Language-Based Security for Low-Level MPC

TL;DR

This paper introduces a new programming language framework for defining and verifying low-level probabilistic MPC protocols, aiming to improve security assurance and reduce manual proof effort.

Contribution

It develops a staged programming language for low-level MPC, formalizes confidentiality and integrity hyperproperties, and provides automated verification tactics.

Findings

Formalizes hyperproperties like noninterference and declassification for MPC

Relates language hyperproperties to passive and malicious security models

Provides automated tactics for security verification in separation logic

Abstract

Secure Multi-Party Computation (MPC) is an important enabling technology for data privacy in modern distributed applications.

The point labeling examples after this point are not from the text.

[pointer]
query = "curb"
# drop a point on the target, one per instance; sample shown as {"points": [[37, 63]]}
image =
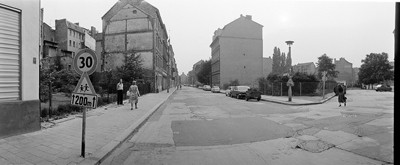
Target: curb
{"points": [[106, 150], [299, 104]]}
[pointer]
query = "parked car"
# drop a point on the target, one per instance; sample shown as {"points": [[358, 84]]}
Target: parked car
{"points": [[207, 88], [253, 93], [215, 89], [239, 91], [380, 88], [228, 91]]}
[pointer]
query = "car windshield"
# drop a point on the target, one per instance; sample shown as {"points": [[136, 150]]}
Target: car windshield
{"points": [[242, 88]]}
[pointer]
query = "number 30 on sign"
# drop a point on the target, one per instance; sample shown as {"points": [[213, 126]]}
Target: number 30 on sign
{"points": [[84, 100]]}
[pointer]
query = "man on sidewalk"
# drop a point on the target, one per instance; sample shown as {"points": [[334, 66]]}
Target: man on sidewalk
{"points": [[120, 87]]}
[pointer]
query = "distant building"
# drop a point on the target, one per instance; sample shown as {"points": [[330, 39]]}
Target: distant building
{"points": [[237, 52], [346, 72], [64, 42], [196, 69], [19, 67], [267, 66], [308, 68], [135, 27], [356, 71]]}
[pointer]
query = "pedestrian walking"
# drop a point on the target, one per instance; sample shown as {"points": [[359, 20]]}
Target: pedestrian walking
{"points": [[341, 97], [133, 94], [120, 87]]}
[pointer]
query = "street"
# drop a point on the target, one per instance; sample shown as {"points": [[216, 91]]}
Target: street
{"points": [[199, 127]]}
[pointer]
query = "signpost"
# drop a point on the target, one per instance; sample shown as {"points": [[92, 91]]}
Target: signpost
{"points": [[84, 63]]}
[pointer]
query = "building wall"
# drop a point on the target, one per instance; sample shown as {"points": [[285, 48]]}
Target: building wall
{"points": [[241, 59], [135, 27], [308, 68], [345, 69], [267, 66], [23, 115], [239, 45]]}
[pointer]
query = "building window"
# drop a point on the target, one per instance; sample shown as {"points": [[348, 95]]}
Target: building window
{"points": [[10, 73]]}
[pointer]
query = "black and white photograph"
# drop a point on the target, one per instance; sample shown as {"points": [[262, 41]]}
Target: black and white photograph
{"points": [[194, 82]]}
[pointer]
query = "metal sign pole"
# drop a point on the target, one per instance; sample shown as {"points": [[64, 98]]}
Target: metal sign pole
{"points": [[83, 132]]}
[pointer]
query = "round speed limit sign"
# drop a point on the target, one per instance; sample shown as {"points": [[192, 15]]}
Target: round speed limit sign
{"points": [[85, 61]]}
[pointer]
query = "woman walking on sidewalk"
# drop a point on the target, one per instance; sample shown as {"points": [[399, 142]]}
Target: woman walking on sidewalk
{"points": [[120, 87], [133, 94]]}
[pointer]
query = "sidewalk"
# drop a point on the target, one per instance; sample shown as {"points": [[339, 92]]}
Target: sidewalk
{"points": [[296, 100], [106, 128]]}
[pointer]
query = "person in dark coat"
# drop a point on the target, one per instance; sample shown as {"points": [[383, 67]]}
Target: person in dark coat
{"points": [[120, 87], [341, 97]]}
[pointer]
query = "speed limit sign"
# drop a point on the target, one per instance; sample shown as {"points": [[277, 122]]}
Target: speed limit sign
{"points": [[85, 61]]}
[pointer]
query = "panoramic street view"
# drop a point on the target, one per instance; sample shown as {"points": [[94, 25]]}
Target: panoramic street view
{"points": [[181, 82]]}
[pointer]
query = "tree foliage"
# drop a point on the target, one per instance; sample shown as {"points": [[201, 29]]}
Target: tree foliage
{"points": [[132, 68], [204, 75], [375, 69], [325, 63]]}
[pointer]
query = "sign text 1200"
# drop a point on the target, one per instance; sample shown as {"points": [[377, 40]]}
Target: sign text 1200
{"points": [[84, 100]]}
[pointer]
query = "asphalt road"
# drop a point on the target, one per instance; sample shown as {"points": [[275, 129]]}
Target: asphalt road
{"points": [[200, 127]]}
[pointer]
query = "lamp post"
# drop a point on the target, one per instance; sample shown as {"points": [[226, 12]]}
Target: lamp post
{"points": [[290, 83]]}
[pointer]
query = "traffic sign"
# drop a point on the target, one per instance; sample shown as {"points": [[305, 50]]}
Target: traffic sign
{"points": [[85, 61], [84, 85], [84, 100]]}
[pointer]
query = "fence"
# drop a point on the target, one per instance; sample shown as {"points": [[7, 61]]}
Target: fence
{"points": [[299, 88]]}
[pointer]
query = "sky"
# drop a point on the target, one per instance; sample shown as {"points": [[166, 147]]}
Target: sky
{"points": [[348, 29]]}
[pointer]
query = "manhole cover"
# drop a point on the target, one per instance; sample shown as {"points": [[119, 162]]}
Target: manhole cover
{"points": [[315, 146]]}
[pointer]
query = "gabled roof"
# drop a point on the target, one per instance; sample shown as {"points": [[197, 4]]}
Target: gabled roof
{"points": [[247, 18], [142, 5], [307, 63]]}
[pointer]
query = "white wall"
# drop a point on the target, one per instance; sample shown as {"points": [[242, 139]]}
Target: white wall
{"points": [[30, 24]]}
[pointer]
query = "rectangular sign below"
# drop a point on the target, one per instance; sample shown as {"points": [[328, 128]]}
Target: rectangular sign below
{"points": [[84, 100]]}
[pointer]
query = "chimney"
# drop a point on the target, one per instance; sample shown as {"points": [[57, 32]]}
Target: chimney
{"points": [[248, 17], [92, 31]]}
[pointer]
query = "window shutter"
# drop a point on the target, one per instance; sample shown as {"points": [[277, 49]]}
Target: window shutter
{"points": [[9, 54]]}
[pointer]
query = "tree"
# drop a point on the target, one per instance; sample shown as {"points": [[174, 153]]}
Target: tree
{"points": [[276, 61], [130, 70], [375, 69], [204, 75], [325, 64]]}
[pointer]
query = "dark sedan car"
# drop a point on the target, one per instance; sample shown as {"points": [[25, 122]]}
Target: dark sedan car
{"points": [[239, 91], [381, 88], [253, 94]]}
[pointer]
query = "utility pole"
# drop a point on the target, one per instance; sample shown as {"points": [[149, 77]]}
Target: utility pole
{"points": [[290, 82]]}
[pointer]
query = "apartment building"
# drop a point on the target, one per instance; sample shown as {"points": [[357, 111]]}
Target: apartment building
{"points": [[64, 42], [308, 68], [346, 72], [135, 27], [237, 52], [267, 66]]}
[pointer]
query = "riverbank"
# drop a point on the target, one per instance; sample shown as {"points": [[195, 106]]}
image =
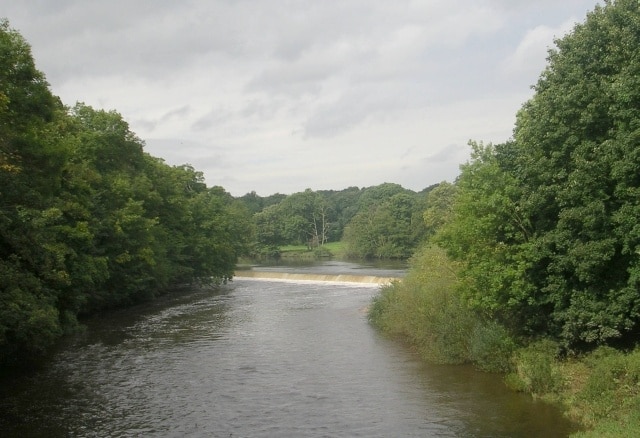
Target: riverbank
{"points": [[599, 390]]}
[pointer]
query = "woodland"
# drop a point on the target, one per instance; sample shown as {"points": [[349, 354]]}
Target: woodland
{"points": [[527, 264]]}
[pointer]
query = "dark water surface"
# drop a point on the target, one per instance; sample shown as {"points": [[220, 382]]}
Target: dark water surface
{"points": [[259, 358]]}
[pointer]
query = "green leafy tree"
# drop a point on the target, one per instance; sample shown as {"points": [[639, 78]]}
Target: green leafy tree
{"points": [[547, 224]]}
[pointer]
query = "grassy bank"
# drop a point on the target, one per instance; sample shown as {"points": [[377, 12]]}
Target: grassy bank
{"points": [[600, 390]]}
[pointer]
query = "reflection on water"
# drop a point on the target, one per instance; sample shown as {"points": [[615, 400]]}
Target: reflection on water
{"points": [[259, 359]]}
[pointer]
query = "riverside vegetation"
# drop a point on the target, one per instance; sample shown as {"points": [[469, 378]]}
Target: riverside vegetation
{"points": [[533, 269], [528, 264]]}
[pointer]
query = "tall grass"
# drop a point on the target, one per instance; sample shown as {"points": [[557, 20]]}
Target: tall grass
{"points": [[601, 390], [429, 310]]}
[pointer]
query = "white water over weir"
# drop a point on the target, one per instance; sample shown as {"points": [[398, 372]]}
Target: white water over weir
{"points": [[333, 278]]}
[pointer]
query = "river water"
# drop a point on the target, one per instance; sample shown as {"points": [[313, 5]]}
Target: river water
{"points": [[259, 358]]}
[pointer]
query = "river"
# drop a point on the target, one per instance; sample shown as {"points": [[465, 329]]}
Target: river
{"points": [[259, 358]]}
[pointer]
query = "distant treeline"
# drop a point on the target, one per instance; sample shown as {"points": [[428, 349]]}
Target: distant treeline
{"points": [[379, 222], [88, 220], [534, 268]]}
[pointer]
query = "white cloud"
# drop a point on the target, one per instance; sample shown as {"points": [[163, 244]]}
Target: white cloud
{"points": [[278, 96]]}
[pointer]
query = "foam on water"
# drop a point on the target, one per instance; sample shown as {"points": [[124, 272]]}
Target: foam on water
{"points": [[360, 280]]}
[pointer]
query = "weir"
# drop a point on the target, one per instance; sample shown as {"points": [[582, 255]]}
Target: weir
{"points": [[333, 278]]}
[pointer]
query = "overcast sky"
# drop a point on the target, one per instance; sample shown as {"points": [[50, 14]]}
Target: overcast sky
{"points": [[283, 95]]}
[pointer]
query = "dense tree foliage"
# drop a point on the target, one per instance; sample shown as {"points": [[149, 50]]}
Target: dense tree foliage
{"points": [[88, 220], [548, 223], [383, 221]]}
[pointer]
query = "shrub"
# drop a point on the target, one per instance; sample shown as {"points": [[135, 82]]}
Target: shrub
{"points": [[535, 370], [492, 347]]}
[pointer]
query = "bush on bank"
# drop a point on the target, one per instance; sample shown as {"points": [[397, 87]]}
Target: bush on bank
{"points": [[600, 390], [428, 309]]}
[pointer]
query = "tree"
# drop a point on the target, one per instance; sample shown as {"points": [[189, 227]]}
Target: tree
{"points": [[547, 223]]}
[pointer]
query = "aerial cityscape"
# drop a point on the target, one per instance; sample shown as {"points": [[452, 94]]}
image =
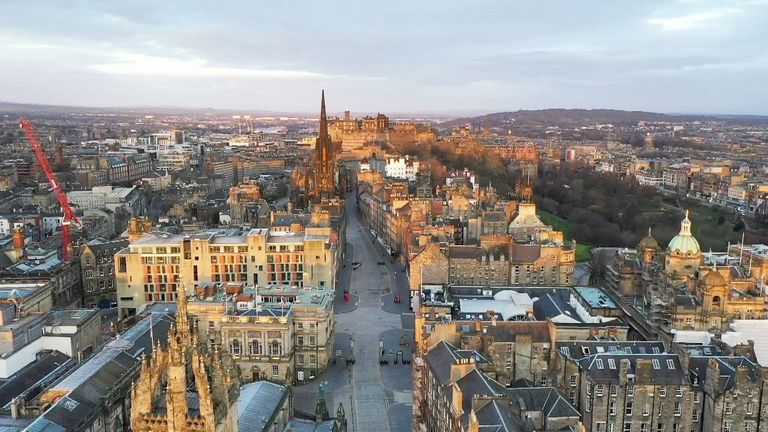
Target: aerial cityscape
{"points": [[459, 216]]}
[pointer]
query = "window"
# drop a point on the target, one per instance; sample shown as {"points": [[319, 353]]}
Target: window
{"points": [[234, 347], [274, 348], [255, 348]]}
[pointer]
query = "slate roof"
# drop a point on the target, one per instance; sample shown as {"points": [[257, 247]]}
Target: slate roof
{"points": [[598, 367], [506, 331], [464, 252], [549, 306], [577, 350], [524, 253], [94, 381], [476, 383], [697, 365], [258, 405], [548, 400], [495, 416], [36, 372], [302, 425], [440, 358]]}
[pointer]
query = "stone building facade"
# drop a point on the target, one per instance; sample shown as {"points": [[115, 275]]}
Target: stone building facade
{"points": [[275, 334], [97, 269]]}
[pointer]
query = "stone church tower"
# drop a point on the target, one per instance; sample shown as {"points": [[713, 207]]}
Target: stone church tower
{"points": [[161, 398], [324, 179], [683, 256]]}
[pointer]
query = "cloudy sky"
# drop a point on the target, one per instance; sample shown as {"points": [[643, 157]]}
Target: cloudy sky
{"points": [[405, 56]]}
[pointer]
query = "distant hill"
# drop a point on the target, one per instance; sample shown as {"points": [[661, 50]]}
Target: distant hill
{"points": [[568, 118]]}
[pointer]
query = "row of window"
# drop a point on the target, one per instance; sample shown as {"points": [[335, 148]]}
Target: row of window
{"points": [[749, 426], [255, 348], [614, 389]]}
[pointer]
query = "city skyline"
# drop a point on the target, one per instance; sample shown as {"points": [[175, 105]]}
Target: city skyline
{"points": [[673, 57]]}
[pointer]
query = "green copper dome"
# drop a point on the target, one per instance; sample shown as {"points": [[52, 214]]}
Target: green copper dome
{"points": [[684, 243]]}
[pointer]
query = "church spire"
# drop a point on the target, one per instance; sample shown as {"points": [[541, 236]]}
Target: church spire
{"points": [[323, 118], [685, 225]]}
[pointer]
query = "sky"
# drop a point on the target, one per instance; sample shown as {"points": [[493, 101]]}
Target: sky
{"points": [[417, 56]]}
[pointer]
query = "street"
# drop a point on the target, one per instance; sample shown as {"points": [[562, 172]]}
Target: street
{"points": [[375, 397]]}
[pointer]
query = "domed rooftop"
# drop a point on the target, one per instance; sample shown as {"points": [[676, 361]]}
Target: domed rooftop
{"points": [[648, 242], [684, 243], [714, 278]]}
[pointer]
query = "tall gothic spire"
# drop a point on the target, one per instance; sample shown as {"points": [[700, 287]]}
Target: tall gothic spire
{"points": [[323, 118]]}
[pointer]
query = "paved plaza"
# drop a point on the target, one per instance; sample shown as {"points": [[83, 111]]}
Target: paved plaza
{"points": [[375, 397]]}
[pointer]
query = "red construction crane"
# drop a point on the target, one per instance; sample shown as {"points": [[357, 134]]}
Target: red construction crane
{"points": [[69, 214]]}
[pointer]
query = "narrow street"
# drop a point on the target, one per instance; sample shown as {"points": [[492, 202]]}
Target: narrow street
{"points": [[375, 397]]}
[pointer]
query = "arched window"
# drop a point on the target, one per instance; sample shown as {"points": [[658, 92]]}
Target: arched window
{"points": [[255, 347]]}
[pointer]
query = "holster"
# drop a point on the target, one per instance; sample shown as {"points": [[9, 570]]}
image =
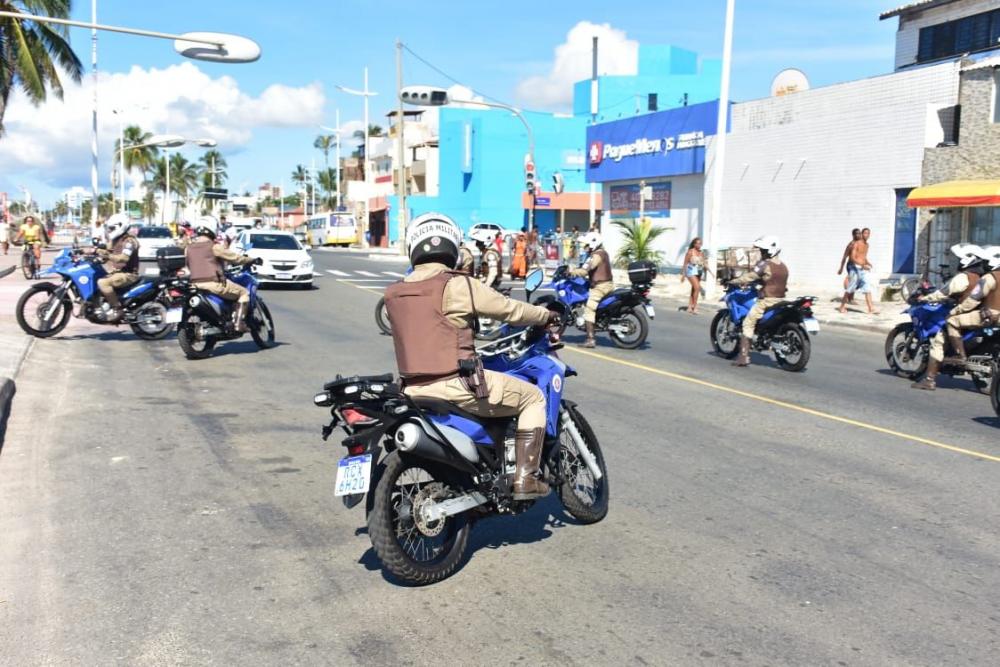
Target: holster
{"points": [[474, 377]]}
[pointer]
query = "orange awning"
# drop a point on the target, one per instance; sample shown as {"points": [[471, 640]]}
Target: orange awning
{"points": [[956, 193]]}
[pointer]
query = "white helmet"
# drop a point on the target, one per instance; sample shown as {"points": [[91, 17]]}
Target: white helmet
{"points": [[770, 244], [593, 241], [991, 255], [433, 237], [967, 253], [116, 226]]}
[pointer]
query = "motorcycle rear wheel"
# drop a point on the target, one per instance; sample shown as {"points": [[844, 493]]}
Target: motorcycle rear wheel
{"points": [[56, 321], [585, 498], [405, 550]]}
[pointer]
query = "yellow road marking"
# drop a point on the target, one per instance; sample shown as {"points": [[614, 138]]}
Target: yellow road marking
{"points": [[789, 406]]}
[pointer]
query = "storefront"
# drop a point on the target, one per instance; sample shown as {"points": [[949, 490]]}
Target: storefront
{"points": [[652, 167]]}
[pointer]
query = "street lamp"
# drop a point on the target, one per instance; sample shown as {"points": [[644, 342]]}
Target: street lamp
{"points": [[210, 46], [428, 96], [366, 94]]}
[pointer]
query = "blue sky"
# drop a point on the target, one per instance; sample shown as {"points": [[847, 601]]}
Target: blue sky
{"points": [[489, 45]]}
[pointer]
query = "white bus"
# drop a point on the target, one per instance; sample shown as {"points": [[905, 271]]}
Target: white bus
{"points": [[333, 229]]}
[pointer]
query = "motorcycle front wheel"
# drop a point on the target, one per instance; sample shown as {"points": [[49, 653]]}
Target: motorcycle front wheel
{"points": [[41, 312], [638, 329], [585, 498], [414, 550]]}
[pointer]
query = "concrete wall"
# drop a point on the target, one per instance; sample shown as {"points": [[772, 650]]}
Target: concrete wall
{"points": [[812, 165], [908, 32]]}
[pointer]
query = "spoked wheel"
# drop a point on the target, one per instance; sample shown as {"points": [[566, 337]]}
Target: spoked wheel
{"points": [[188, 340], [43, 311], [261, 325], [583, 496], [636, 329], [906, 356], [382, 317], [795, 348], [725, 335], [414, 549], [151, 321]]}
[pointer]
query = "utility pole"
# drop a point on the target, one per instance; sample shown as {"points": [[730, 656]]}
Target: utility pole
{"points": [[400, 151]]}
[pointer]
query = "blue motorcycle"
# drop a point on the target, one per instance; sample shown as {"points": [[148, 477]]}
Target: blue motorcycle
{"points": [[45, 308], [207, 319], [784, 328], [624, 313], [907, 347], [428, 470]]}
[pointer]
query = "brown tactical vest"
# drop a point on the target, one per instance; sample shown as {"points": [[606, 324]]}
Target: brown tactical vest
{"points": [[131, 265], [428, 346], [601, 274], [992, 300], [777, 286], [203, 264]]}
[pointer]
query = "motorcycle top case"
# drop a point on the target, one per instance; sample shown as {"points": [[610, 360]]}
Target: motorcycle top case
{"points": [[642, 272], [170, 259]]}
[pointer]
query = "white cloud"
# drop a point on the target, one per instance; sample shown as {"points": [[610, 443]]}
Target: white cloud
{"points": [[616, 54], [53, 141]]}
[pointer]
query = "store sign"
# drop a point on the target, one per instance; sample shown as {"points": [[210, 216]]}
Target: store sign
{"points": [[666, 143]]}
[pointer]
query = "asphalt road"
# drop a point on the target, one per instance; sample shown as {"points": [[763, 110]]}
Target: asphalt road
{"points": [[155, 510]]}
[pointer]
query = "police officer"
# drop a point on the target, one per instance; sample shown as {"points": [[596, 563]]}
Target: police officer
{"points": [[597, 269], [123, 256], [490, 261], [433, 311], [773, 274], [971, 267], [984, 297], [206, 262]]}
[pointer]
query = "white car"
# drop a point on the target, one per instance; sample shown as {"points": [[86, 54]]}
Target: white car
{"points": [[285, 259], [152, 238]]}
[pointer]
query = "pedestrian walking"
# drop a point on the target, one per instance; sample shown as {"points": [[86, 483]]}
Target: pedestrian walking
{"points": [[694, 271]]}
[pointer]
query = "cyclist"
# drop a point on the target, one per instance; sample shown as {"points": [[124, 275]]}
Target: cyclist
{"points": [[32, 234]]}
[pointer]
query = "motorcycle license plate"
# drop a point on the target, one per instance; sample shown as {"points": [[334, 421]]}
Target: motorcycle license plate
{"points": [[353, 475]]}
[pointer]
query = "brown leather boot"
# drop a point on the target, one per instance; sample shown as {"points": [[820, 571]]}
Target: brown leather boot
{"points": [[743, 359], [929, 383], [528, 484]]}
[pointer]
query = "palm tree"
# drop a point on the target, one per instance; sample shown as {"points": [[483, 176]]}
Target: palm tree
{"points": [[213, 158], [31, 54], [325, 142], [637, 241]]}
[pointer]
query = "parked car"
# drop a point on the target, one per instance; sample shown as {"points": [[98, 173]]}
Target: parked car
{"points": [[152, 238], [285, 258]]}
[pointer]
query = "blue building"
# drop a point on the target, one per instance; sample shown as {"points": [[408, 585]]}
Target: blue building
{"points": [[481, 151]]}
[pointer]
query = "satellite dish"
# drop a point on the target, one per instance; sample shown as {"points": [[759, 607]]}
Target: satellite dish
{"points": [[789, 81]]}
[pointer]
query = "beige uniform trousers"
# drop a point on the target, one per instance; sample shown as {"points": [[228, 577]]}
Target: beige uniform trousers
{"points": [[119, 279], [597, 294], [509, 396], [757, 312], [228, 290]]}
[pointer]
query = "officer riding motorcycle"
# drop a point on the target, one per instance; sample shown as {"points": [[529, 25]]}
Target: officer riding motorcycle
{"points": [[772, 273], [206, 262], [597, 269], [434, 312], [971, 266]]}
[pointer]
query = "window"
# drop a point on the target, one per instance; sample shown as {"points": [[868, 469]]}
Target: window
{"points": [[972, 33]]}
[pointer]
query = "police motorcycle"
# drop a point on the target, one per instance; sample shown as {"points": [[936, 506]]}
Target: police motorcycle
{"points": [[783, 329], [624, 313], [428, 470], [907, 347], [148, 305], [207, 319]]}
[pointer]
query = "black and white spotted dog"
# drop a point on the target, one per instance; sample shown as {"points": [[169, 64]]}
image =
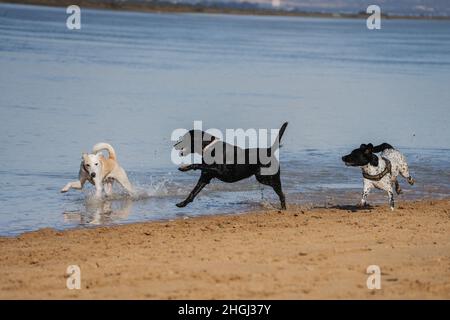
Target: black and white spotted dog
{"points": [[379, 172]]}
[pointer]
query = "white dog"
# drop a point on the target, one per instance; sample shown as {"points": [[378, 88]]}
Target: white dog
{"points": [[100, 171]]}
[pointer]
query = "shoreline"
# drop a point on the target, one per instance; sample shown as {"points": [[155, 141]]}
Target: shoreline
{"points": [[319, 253], [187, 8]]}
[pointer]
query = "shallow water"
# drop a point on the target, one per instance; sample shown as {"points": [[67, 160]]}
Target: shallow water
{"points": [[131, 79]]}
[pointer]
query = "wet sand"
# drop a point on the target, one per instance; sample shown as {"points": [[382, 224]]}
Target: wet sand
{"points": [[297, 254]]}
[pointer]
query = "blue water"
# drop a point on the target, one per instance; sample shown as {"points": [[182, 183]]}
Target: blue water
{"points": [[132, 78]]}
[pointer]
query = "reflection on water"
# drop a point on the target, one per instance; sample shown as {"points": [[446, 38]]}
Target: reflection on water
{"points": [[130, 79], [100, 212]]}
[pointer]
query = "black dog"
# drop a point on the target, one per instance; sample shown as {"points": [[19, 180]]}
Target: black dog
{"points": [[237, 163]]}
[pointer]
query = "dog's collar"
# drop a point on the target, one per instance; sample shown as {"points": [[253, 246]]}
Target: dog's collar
{"points": [[209, 146], [378, 177]]}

Currently, proof methods for low-level MPC protocols are primarily manual and thus tedious and error-prone, and are also non-standardized and unfamiliar to most PL theorists. As a step towards better language support and language-based enforcement, we develop a new staged PL for defining a variety of low-level probabilistic MPC protocols. We also formulate a collection of confidentiality and integrity hyperproperties for our language model that are familiar from information flow, including conditional noninterference, gradual release, and robust declassification. We demonstrate their relation to standard MPC threat models of passive and malicious security, and how they can be leveraged in security verification of protocols. To prove these properties we develop automated tactics in $\mathbb{F}_2$ that can be integrated with separation logic-style reasoning.